Getting one community college to change course is tough. Getting 112 of them to commit to 22 different reform recommendations is the stuff of legend.
That’s what’s happening California, where state community colleges chancellor Brice Harris and the presidents and vice chancellors responsible for the state’s vast network of two-year career and technical colleges are undertaking a coordinated effort to increase completion rates (degrees and transfers) by nearly a quarter million (227,247, to be exact) over the next 10 entering freshman classes.
Speaking to a group of reporters and community stakeholders in late August, Harris described the statewide effort, commonly called the Student Success Initiative, as “Herculean” and said bold changes were underway across the state to satisfy shifting economic demands.
What is the Student Success Initiative?
The 22 recommendations were written by a taskforce created by the California Community Colleges Board of Governors in 2011. Implementation began in January of 2012, with the goal of implementing all 22 recommendations by 2015. The recommendations fall into one of three categories: legislative, board policy, or campus level. One recommendation is to draft a statewide assessment for reading and math, with results being scored the same across all campuses. The goal is threefold: ensure that transfer students don’t have to retake placement exams, enable high schools to administer the tests early, and more accurately determine which students need remedial coursework before they enroll in college.
A similar approach is being used in North Carolina as part of the state’s SuccessNC initiative.
Priority course registration is offered to students who complete orientation, take a placement assessment and meet with academic advisers to hash out an individualized completion plan. Students can maintain their priority registration status by agreeing to periodically meet with academic advisers throughout the semester. The number of advising appointments is determined by major course of study and overall academic goals.
In addition to reviewing placement scores, academic counselors review high school transcripts and talk to students about their abilities and goals. If a student is close on an assessment, these conversations and additional resources might determine what level of coursework the student is prepared to take.
The state will set broad policy recommendations and outlines, but program administrators say it’s up to the individual systems and colleges to set local goals.
Is your state considering a broader completion agenda? Harris offers the following tips for administrators working to enact new policies on campus.
1. You never get everything right the first time. These initiatives are easy to talk about, but much more difficult to implement. Be prepared to tweak the program as you go.
2. Don’t reinvent the wheel. Look at what is out there. Plenty of states — North Carolina and California, to name two — are engaged in this work. Figure out what initiatives you can borrow from other states and programs and encourage individual campuses to make decisions based on the needs of their students.

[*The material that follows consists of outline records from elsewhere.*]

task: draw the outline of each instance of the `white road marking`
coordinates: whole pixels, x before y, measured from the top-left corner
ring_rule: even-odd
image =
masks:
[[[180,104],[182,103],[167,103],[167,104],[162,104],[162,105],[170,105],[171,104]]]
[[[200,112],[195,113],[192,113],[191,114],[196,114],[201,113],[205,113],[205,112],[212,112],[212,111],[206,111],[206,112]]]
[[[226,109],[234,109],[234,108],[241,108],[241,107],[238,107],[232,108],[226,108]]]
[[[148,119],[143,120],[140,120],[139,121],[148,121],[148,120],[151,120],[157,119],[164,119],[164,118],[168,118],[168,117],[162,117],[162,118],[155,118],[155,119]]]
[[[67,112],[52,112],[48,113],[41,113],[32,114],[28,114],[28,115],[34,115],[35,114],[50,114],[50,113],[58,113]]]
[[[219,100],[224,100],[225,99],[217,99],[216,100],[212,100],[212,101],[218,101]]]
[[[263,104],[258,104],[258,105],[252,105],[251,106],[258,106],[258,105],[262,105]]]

3. Preparation is key to community college success. Colleges must work with high schools to align coursework with future learning objectives.
4. Communicate. The college, or college system, needs to work with students individually, helping them address specific needs, career and academic goals, and knowledge requirements.
5. Stay focused. Plan ahead and ensure you stick to that plan. Even if certain pieces of the program change along the way, the goal is still the same. Remember that.